There’s a new CNN poll out that was taken about week before his inauguration. For that poll, researchers at research firm ORC International asked respondents their opinions on a number of President Obama’s 2nd term objectives, including climate change, healthcare, and immigration. Some of the poll’s results are entirely unsurprising: voters are split on whether climate change is anthropogenic, with Republicans more skeptical than Democrats, that sort of thing. But the immigration responses are worth examining. By a 10-point margin (53%-43%), Americans favor policies that  focus on providing a path to citizenship for illegal immigrants, rather than deporting them, a major change from a year ago when voters favored deportation 55-42.

This is big.

As Jeb Bush and Clint Bolick (both, I should note, prominent conservatives) point out in a Wall Street Journal editorial this morning, the notion that illegal immigrants should “wait in line” is not only untenable, but wildly inaccurate.
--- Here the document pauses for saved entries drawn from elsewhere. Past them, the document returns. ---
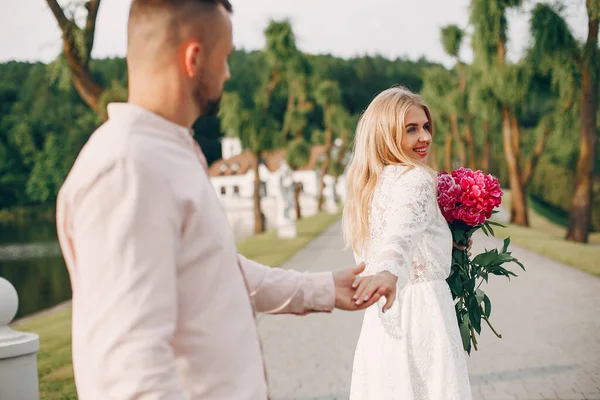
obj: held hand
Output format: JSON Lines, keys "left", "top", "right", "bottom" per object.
{"left": 453, "top": 239, "right": 473, "bottom": 256}
{"left": 352, "top": 271, "right": 398, "bottom": 313}
{"left": 333, "top": 263, "right": 382, "bottom": 311}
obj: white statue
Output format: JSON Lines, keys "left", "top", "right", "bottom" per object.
{"left": 275, "top": 161, "right": 297, "bottom": 238}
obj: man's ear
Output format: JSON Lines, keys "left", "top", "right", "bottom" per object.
{"left": 183, "top": 41, "right": 204, "bottom": 78}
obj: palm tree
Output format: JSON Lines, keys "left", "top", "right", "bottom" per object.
{"left": 218, "top": 92, "right": 280, "bottom": 234}
{"left": 470, "top": 0, "right": 532, "bottom": 226}
{"left": 530, "top": 1, "right": 599, "bottom": 243}
{"left": 440, "top": 25, "right": 471, "bottom": 169}
{"left": 285, "top": 137, "right": 311, "bottom": 219}
{"left": 420, "top": 66, "right": 459, "bottom": 171}
{"left": 314, "top": 80, "right": 342, "bottom": 211}
{"left": 262, "top": 20, "right": 298, "bottom": 109}
{"left": 467, "top": 74, "right": 501, "bottom": 174}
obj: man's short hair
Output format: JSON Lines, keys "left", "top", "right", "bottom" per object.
{"left": 127, "top": 0, "right": 233, "bottom": 57}
{"left": 129, "top": 0, "right": 232, "bottom": 15}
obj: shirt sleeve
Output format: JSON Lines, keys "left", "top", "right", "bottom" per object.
{"left": 237, "top": 254, "right": 335, "bottom": 315}
{"left": 69, "top": 158, "right": 185, "bottom": 399}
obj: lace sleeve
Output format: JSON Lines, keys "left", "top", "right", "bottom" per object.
{"left": 372, "top": 167, "right": 436, "bottom": 338}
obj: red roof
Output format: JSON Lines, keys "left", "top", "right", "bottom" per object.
{"left": 208, "top": 145, "right": 327, "bottom": 177}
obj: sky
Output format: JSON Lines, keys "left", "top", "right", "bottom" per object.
{"left": 0, "top": 0, "right": 590, "bottom": 68}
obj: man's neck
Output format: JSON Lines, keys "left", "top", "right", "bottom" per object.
{"left": 128, "top": 74, "right": 195, "bottom": 128}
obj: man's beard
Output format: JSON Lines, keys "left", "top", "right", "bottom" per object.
{"left": 202, "top": 97, "right": 222, "bottom": 117}
{"left": 193, "top": 77, "right": 222, "bottom": 118}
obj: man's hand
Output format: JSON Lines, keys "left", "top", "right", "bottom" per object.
{"left": 351, "top": 271, "right": 397, "bottom": 313}
{"left": 333, "top": 263, "right": 380, "bottom": 310}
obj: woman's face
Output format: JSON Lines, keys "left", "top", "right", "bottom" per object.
{"left": 401, "top": 106, "right": 432, "bottom": 162}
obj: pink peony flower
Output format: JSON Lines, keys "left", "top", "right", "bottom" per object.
{"left": 437, "top": 168, "right": 503, "bottom": 226}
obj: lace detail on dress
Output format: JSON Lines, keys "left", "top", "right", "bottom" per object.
{"left": 350, "top": 165, "right": 471, "bottom": 400}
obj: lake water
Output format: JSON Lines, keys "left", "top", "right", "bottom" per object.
{"left": 0, "top": 219, "right": 71, "bottom": 320}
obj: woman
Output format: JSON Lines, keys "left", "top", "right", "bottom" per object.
{"left": 342, "top": 86, "right": 472, "bottom": 399}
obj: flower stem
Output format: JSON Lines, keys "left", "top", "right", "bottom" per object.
{"left": 483, "top": 315, "right": 503, "bottom": 339}
{"left": 469, "top": 325, "right": 479, "bottom": 351}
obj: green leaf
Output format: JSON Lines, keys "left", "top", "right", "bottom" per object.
{"left": 481, "top": 224, "right": 490, "bottom": 237}
{"left": 484, "top": 221, "right": 495, "bottom": 236}
{"left": 475, "top": 288, "right": 485, "bottom": 305}
{"left": 483, "top": 295, "right": 492, "bottom": 318}
{"left": 468, "top": 296, "right": 482, "bottom": 334}
{"left": 502, "top": 237, "right": 511, "bottom": 253}
{"left": 446, "top": 272, "right": 463, "bottom": 298}
{"left": 459, "top": 317, "right": 471, "bottom": 354}
{"left": 465, "top": 278, "right": 476, "bottom": 293}
{"left": 487, "top": 220, "right": 506, "bottom": 228}
{"left": 452, "top": 228, "right": 467, "bottom": 244}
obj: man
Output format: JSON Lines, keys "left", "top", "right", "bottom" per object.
{"left": 56, "top": 1, "right": 396, "bottom": 399}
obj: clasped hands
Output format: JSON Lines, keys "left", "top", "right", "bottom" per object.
{"left": 333, "top": 240, "right": 472, "bottom": 312}
{"left": 333, "top": 263, "right": 398, "bottom": 312}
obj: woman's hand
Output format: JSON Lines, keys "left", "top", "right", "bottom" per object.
{"left": 453, "top": 239, "right": 473, "bottom": 256}
{"left": 351, "top": 271, "right": 398, "bottom": 312}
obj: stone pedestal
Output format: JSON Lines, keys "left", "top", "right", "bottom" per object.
{"left": 0, "top": 277, "right": 40, "bottom": 400}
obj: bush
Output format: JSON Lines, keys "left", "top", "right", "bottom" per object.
{"left": 530, "top": 157, "right": 600, "bottom": 231}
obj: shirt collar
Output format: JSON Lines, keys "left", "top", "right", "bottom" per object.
{"left": 106, "top": 102, "right": 195, "bottom": 146}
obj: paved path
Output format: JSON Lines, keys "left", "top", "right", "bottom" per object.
{"left": 257, "top": 220, "right": 600, "bottom": 400}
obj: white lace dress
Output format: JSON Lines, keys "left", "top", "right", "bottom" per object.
{"left": 349, "top": 165, "right": 472, "bottom": 400}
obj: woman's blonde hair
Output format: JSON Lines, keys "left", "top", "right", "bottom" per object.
{"left": 342, "top": 86, "right": 434, "bottom": 254}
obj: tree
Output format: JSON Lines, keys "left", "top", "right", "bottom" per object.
{"left": 470, "top": 0, "right": 532, "bottom": 226}
{"left": 285, "top": 137, "right": 311, "bottom": 219}
{"left": 218, "top": 92, "right": 281, "bottom": 234}
{"left": 467, "top": 73, "right": 501, "bottom": 174}
{"left": 45, "top": 0, "right": 105, "bottom": 115}
{"left": 420, "top": 66, "right": 459, "bottom": 171}
{"left": 261, "top": 20, "right": 298, "bottom": 109}
{"left": 314, "top": 80, "right": 342, "bottom": 211}
{"left": 530, "top": 1, "right": 599, "bottom": 243}
{"left": 441, "top": 25, "right": 471, "bottom": 169}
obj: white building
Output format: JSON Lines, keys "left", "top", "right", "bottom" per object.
{"left": 208, "top": 137, "right": 345, "bottom": 240}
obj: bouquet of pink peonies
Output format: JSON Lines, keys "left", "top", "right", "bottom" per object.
{"left": 438, "top": 168, "right": 525, "bottom": 354}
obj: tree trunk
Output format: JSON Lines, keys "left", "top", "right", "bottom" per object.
{"left": 444, "top": 133, "right": 453, "bottom": 172}
{"left": 253, "top": 151, "right": 265, "bottom": 234}
{"left": 63, "top": 47, "right": 103, "bottom": 115}
{"left": 317, "top": 127, "right": 333, "bottom": 211}
{"left": 266, "top": 68, "right": 279, "bottom": 104}
{"left": 463, "top": 113, "right": 477, "bottom": 171}
{"left": 450, "top": 113, "right": 466, "bottom": 167}
{"left": 502, "top": 109, "right": 528, "bottom": 226}
{"left": 522, "top": 126, "right": 551, "bottom": 189}
{"left": 46, "top": 0, "right": 104, "bottom": 115}
{"left": 566, "top": 54, "right": 599, "bottom": 242}
{"left": 510, "top": 113, "right": 521, "bottom": 158}
{"left": 294, "top": 183, "right": 302, "bottom": 220}
{"left": 481, "top": 120, "right": 491, "bottom": 174}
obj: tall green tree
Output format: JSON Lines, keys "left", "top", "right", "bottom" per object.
{"left": 470, "top": 0, "right": 532, "bottom": 226}
{"left": 530, "top": 1, "right": 599, "bottom": 243}
{"left": 440, "top": 24, "right": 470, "bottom": 169}
{"left": 218, "top": 92, "right": 281, "bottom": 234}
{"left": 285, "top": 137, "right": 311, "bottom": 219}
{"left": 314, "top": 80, "right": 342, "bottom": 211}
{"left": 420, "top": 66, "right": 459, "bottom": 171}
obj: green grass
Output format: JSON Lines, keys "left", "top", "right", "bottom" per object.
{"left": 237, "top": 211, "right": 342, "bottom": 267}
{"left": 494, "top": 193, "right": 600, "bottom": 277}
{"left": 12, "top": 211, "right": 341, "bottom": 399}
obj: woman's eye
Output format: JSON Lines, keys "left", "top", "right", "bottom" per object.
{"left": 408, "top": 127, "right": 416, "bottom": 133}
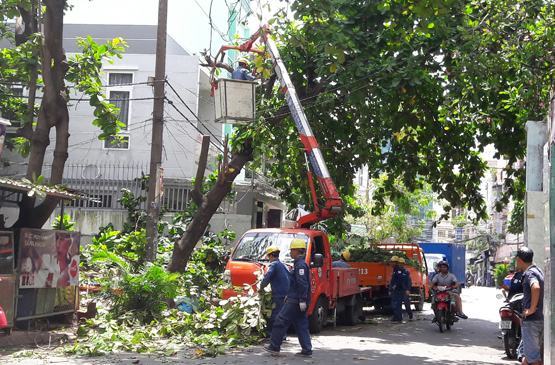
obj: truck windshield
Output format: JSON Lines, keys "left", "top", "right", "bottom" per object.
{"left": 232, "top": 232, "right": 309, "bottom": 263}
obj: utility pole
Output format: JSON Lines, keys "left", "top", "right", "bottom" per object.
{"left": 145, "top": 0, "right": 168, "bottom": 262}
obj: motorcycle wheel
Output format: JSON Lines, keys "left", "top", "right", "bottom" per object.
{"left": 503, "top": 331, "right": 517, "bottom": 359}
{"left": 446, "top": 311, "right": 452, "bottom": 330}
{"left": 438, "top": 310, "right": 445, "bottom": 333}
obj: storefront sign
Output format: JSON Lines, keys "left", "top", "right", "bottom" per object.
{"left": 19, "top": 229, "right": 80, "bottom": 289}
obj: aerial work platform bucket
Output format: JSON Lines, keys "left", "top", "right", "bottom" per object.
{"left": 214, "top": 78, "right": 256, "bottom": 125}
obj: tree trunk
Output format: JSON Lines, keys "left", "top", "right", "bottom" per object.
{"left": 167, "top": 144, "right": 253, "bottom": 273}
{"left": 14, "top": 0, "right": 69, "bottom": 229}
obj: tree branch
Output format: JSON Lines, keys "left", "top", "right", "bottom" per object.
{"left": 191, "top": 135, "right": 210, "bottom": 206}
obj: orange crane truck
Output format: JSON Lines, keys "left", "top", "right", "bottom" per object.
{"left": 348, "top": 243, "right": 429, "bottom": 312}
{"left": 214, "top": 26, "right": 371, "bottom": 333}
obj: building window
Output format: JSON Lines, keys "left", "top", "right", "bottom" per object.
{"left": 109, "top": 90, "right": 130, "bottom": 128}
{"left": 109, "top": 73, "right": 133, "bottom": 86}
{"left": 104, "top": 72, "right": 133, "bottom": 149}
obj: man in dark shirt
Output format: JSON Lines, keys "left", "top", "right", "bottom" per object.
{"left": 260, "top": 245, "right": 289, "bottom": 336}
{"left": 389, "top": 256, "right": 413, "bottom": 322}
{"left": 332, "top": 250, "right": 351, "bottom": 268}
{"left": 231, "top": 58, "right": 256, "bottom": 81}
{"left": 515, "top": 247, "right": 544, "bottom": 365}
{"left": 265, "top": 238, "right": 312, "bottom": 357}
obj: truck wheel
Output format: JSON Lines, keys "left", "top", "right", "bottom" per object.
{"left": 415, "top": 289, "right": 425, "bottom": 311}
{"left": 309, "top": 298, "right": 327, "bottom": 334}
{"left": 344, "top": 299, "right": 363, "bottom": 326}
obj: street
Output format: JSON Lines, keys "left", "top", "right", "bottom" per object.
{"left": 187, "top": 286, "right": 513, "bottom": 365}
{"left": 3, "top": 286, "right": 515, "bottom": 365}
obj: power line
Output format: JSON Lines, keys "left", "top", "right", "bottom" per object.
{"left": 163, "top": 94, "right": 277, "bottom": 192}
{"left": 0, "top": 93, "right": 162, "bottom": 102}
{"left": 0, "top": 79, "right": 164, "bottom": 88}
{"left": 66, "top": 117, "right": 153, "bottom": 149}
{"left": 192, "top": 0, "right": 229, "bottom": 43}
{"left": 165, "top": 80, "right": 222, "bottom": 143}
{"left": 164, "top": 96, "right": 225, "bottom": 154}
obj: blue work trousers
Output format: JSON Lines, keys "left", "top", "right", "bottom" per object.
{"left": 270, "top": 301, "right": 312, "bottom": 352}
{"left": 267, "top": 296, "right": 285, "bottom": 336}
{"left": 391, "top": 291, "right": 413, "bottom": 321}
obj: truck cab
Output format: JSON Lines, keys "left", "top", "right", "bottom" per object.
{"left": 223, "top": 228, "right": 370, "bottom": 333}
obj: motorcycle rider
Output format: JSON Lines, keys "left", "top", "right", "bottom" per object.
{"left": 431, "top": 261, "right": 468, "bottom": 319}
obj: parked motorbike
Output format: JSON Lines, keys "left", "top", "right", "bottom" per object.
{"left": 432, "top": 286, "right": 457, "bottom": 332}
{"left": 499, "top": 293, "right": 523, "bottom": 359}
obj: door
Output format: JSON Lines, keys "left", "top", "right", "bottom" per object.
{"left": 307, "top": 234, "right": 331, "bottom": 309}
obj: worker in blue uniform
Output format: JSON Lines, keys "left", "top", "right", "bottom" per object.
{"left": 260, "top": 245, "right": 290, "bottom": 336}
{"left": 231, "top": 57, "right": 256, "bottom": 81}
{"left": 389, "top": 256, "right": 413, "bottom": 322}
{"left": 264, "top": 238, "right": 313, "bottom": 357}
{"left": 332, "top": 249, "right": 351, "bottom": 268}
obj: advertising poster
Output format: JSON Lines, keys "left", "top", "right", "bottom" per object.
{"left": 19, "top": 229, "right": 80, "bottom": 289}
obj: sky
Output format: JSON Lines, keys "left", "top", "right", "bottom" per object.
{"left": 64, "top": 0, "right": 283, "bottom": 55}
{"left": 65, "top": 0, "right": 225, "bottom": 55}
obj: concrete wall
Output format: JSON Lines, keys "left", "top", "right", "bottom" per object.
{"left": 525, "top": 121, "right": 548, "bottom": 265}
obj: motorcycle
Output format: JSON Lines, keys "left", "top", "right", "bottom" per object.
{"left": 499, "top": 293, "right": 523, "bottom": 359}
{"left": 432, "top": 286, "right": 457, "bottom": 332}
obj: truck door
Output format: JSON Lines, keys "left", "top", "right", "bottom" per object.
{"left": 308, "top": 234, "right": 331, "bottom": 308}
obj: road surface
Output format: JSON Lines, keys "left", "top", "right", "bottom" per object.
{"left": 2, "top": 286, "right": 515, "bottom": 365}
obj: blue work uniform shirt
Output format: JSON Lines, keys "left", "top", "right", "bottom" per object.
{"left": 332, "top": 260, "right": 350, "bottom": 268}
{"left": 522, "top": 265, "right": 544, "bottom": 321}
{"left": 286, "top": 255, "right": 311, "bottom": 304}
{"left": 260, "top": 259, "right": 290, "bottom": 298}
{"left": 231, "top": 66, "right": 255, "bottom": 81}
{"left": 390, "top": 265, "right": 412, "bottom": 293}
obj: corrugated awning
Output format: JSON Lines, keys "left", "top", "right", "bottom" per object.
{"left": 0, "top": 177, "right": 84, "bottom": 200}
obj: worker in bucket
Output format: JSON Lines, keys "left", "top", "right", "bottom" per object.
{"left": 265, "top": 238, "right": 312, "bottom": 357}
{"left": 231, "top": 57, "right": 256, "bottom": 81}
{"left": 260, "top": 245, "right": 290, "bottom": 336}
{"left": 389, "top": 256, "right": 413, "bottom": 322}
{"left": 332, "top": 249, "right": 351, "bottom": 268}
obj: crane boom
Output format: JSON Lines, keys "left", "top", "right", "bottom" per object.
{"left": 213, "top": 26, "right": 343, "bottom": 227}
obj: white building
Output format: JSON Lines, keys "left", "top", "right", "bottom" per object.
{"left": 0, "top": 21, "right": 285, "bottom": 241}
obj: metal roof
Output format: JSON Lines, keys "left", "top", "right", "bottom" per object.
{"left": 0, "top": 24, "right": 188, "bottom": 56}
{"left": 0, "top": 177, "right": 83, "bottom": 200}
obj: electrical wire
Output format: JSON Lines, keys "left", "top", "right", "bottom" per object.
{"left": 165, "top": 80, "right": 222, "bottom": 143}
{"left": 0, "top": 93, "right": 162, "bottom": 102}
{"left": 66, "top": 117, "right": 153, "bottom": 149}
{"left": 0, "top": 79, "right": 164, "bottom": 88}
{"left": 192, "top": 0, "right": 229, "bottom": 43}
{"left": 164, "top": 96, "right": 225, "bottom": 154}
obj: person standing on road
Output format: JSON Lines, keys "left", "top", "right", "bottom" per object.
{"left": 260, "top": 245, "right": 290, "bottom": 336}
{"left": 389, "top": 256, "right": 413, "bottom": 322}
{"left": 515, "top": 247, "right": 544, "bottom": 365}
{"left": 265, "top": 238, "right": 312, "bottom": 357}
{"left": 431, "top": 261, "right": 468, "bottom": 319}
There is, quite simply, no mechanism for such undocumented workers to have come into this country in the first place. At the risk of sounding too much like a cliche, this is a huge problem for Republicans. To the party’s credit, there are some leaders working to fix that problem, most notably Cuban-American Senator Maro Rubio. His proposal, however, focuses on high-skill visas, to some extent at the detriment of lower-skilled workers (it seems more than a tad unrealistic to expect someone who has been laboring in such a position to be able to pay fees, let alone take time off from work to do community service).

This sort of mindset, one that focuses on punishment (albeit, with a more positive outcome than, say, Jim Sensenbrenner’s proposals) is the real problem for the Republican Part. That is not to say that a wholesale embrace of the Democratic strategy is the best route for the GOP (as Ruben Navarrette points out, the DREAM Act and its proponents have their own issues). Rather, balance and a Buckley-esque acquiescence to reality is the key here, and that is what this WWG set out to formulate and communicate.